Se contemplaba la posibilidad de poner en libertad a ocho detenidos por considerar que ya no suponían «mayor peligro», de los cuales siete defendían a gritos su condición de inocentes. Solo uno guardaba un desdeñoso silencio. La vista de su caso fue la última.

—Prisionero Jan, ¿a qué lengua desea que se traduzcan estos procesos? —preguntó el coronel que presidía el tribunal, flanqueado por un comandante y por una capitán en el estrado situado al fondo de la sala, bajo el emblema de Estados Unidos de América. Los tres pertenecían al cuerpo jurídico de los marines.

El prisionero se hallaba frente a ellos; los marines que lo custodiaban lo habían puesto en pie. Se habían asignado dos escritorios encarados a los respectivos abogados encargados de la acusación y de la defensa, el primero militar y el segundo civil. El prisionero se encogió de hombros lentamente y escrutó a la oficial varios segundos; luego posó la mirada en la pared, por encima de la cabeza de los jueces.

—Este tribunal tiene conocimiento de que el prisionero entiende el árabe, por lo que ese es el idioma que el tribunal elige. ¿Alguna objeción, abogado?

La pregunta iba dirigida al abogado defensor, quien negó con la cabeza. Había sido advertido acerca de su cliente cuando aceptó el caso. Por todo cuanto había oído, estaba seguro de que no tenía ninguna posibilidad. Era una comparecencia basada en el derecho civil y sabía que los marines allí presentes pensaban en los Caballeros Blancos del Movimiento por los Derechos Civiles. Habría preferido un cliente más fácil. Con todo, pensó, al menos la actitud del afgano era diferente de la de los demás prisioneros. Volvió a negar con la cabeza. Ninguna objeción; se emplearía el árabe.

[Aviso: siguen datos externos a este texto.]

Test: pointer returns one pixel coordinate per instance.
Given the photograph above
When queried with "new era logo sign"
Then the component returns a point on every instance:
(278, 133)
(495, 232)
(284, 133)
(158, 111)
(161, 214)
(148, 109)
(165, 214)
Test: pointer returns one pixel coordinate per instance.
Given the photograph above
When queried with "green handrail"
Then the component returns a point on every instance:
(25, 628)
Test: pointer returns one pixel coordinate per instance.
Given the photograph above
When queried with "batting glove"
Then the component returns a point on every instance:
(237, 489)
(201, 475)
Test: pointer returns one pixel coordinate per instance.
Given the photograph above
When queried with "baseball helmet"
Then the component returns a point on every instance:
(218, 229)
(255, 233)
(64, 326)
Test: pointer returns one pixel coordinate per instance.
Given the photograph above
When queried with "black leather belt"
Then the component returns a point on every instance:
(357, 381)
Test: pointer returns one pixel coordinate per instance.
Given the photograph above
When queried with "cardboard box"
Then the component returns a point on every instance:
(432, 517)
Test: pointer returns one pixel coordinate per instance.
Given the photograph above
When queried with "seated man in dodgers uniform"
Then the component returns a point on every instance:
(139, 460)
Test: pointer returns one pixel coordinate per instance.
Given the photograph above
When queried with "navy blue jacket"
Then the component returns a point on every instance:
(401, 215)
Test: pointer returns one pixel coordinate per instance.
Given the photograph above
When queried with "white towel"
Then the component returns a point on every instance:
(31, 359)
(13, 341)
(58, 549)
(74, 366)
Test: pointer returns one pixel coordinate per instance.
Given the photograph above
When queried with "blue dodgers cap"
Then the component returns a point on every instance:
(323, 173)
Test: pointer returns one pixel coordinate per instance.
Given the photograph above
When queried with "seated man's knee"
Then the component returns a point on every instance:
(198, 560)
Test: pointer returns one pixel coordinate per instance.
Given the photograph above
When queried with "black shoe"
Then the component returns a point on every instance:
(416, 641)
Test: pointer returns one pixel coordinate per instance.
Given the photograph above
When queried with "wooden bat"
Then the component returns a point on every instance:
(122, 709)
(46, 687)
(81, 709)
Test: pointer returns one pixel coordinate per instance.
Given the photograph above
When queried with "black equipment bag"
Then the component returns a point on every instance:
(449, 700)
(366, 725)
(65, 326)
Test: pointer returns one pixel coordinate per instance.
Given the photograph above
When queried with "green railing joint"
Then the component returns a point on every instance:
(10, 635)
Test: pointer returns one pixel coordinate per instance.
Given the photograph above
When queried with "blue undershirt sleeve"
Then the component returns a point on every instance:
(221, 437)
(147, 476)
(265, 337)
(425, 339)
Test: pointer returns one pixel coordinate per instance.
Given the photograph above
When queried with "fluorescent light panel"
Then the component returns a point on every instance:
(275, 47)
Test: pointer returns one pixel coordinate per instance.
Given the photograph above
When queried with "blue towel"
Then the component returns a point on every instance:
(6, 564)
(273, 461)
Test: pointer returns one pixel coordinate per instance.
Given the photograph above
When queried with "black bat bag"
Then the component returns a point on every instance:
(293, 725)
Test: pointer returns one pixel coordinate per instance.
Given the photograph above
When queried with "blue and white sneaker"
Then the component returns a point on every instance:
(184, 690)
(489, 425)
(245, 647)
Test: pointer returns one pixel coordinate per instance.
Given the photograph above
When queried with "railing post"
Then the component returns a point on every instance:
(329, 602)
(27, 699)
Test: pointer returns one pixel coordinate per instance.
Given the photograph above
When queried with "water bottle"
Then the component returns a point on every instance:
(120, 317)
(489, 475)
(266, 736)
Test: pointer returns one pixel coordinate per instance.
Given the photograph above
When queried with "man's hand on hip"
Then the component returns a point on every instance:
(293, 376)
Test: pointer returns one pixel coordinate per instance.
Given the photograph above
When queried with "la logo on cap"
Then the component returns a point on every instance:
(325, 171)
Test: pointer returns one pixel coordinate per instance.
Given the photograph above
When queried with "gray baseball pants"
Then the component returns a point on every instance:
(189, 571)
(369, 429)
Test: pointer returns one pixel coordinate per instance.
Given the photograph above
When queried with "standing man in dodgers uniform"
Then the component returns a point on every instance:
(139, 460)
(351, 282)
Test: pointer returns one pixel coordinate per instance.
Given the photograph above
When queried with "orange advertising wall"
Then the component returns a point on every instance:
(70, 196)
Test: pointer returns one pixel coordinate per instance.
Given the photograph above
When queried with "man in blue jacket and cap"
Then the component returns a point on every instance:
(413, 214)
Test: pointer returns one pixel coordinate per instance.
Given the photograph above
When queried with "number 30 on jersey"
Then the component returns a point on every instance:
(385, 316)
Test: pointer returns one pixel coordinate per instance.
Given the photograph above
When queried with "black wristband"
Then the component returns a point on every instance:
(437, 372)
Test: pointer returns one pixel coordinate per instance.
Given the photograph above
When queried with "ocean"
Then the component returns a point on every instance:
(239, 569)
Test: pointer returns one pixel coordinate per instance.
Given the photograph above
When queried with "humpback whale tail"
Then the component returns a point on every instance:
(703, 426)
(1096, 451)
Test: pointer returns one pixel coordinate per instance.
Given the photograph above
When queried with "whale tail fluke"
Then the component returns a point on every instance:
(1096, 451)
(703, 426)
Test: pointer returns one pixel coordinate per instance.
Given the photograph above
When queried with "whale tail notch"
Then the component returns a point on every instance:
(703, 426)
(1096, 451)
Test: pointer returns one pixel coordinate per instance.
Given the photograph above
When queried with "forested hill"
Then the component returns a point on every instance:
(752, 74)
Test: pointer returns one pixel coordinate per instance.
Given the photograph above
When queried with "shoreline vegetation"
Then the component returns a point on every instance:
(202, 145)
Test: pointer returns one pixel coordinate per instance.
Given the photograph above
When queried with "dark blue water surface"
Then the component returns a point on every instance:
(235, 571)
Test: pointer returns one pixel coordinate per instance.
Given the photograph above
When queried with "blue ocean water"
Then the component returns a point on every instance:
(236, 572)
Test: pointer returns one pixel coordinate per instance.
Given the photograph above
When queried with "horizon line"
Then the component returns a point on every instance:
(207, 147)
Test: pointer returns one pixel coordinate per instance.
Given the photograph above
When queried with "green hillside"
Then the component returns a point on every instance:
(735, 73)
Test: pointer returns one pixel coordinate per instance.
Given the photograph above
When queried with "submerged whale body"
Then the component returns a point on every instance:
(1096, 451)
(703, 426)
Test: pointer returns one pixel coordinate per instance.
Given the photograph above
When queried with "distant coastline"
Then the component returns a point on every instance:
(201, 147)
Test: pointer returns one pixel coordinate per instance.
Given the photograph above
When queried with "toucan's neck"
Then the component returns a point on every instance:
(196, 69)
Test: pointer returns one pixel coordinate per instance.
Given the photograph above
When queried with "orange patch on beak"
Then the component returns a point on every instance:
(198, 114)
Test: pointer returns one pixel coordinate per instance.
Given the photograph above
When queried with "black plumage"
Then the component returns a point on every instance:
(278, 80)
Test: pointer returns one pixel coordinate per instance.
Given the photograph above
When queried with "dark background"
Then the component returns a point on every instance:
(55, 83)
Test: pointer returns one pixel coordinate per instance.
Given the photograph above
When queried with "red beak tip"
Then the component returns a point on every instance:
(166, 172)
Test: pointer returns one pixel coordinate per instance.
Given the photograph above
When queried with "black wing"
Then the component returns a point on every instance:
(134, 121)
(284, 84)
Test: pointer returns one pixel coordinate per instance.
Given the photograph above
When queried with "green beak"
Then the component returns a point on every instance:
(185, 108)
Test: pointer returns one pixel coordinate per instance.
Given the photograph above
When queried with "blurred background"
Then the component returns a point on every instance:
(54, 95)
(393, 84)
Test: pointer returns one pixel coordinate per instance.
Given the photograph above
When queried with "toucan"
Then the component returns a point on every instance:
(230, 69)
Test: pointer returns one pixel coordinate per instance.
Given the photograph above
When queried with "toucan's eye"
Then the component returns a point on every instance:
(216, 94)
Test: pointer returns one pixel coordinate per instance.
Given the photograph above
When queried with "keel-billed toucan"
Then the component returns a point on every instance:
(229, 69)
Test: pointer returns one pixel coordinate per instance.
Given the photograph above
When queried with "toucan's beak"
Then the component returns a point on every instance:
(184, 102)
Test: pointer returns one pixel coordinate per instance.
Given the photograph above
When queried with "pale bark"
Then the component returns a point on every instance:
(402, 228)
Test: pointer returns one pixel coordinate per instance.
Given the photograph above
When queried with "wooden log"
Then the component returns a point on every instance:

El intérprete se adelantó y se colocó cerca de los marines. Fue una sabia elección; solo había un intérprete de pastún, que además había tenido problemas con el alto mando porque no había conseguido sacar nada de su compatriota afgano. Ya no tenía nada que hacer allí, y atisbo el inminente final de un modus vivendi ciertamente cómodo.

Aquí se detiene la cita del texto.